Des femmes de militaires apaisent la colère

Cet été, les « Femmes de militaires en colère » ont vivement dénoncé les conditions de travail difficiles de leurs maris. A Poitiers, des épouses de soldats du RICM n’apprécient pas la méthode et disent leur vérité.

Florie Doublet

Le7.info

Les militaires n’ont ni le droit de grève, ni de manifester. Qu’à cela ne tienne, leurs femmes s’en chargent pour eux. Fin août, une cinquantaine de compagnes de soldats se sont donné rendez-vous devant les Invalides, à Paris, pour crier leur colère face aux « conditions de travail déplorables » de leurs maris. Sur la page Facebook du mouvement, qui compte plus de 7 000 adhérent.e.s, les messages d’indignation affluent. Manque de moyens, absences répétées, épuisement, logements insalubres, manque de nourriture, salaires dérisoires, retards de paiement… La liste de leurs griefs est longue.

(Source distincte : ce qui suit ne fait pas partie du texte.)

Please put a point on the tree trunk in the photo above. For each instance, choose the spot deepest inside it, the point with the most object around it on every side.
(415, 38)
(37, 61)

« C’est une minorité qui fait beaucoup de bruit », lâchent de concert Charlotte, Florence et Nadine. Toutes les trois sont mariées à des sous-officiers du Régiment d’infanterie chars de marine (RICM) de Poitiers. Elles assurent « comprendre leurs revendications, mais pas la manière dont elles les expriment ». Evidemment, aucune d’elles ne nie les contraintes liées au métier. Surtout pas Florence, elle-même militaire. « Depuis le lancement de l’opération Sentinelle, les absences se sont multipliées. Je sais que certaines femmes le vivent mal. Ce n’est jamais facile d’être privée de son mari. Elles en ont ras-le-bol de gérer seules le quotidien. »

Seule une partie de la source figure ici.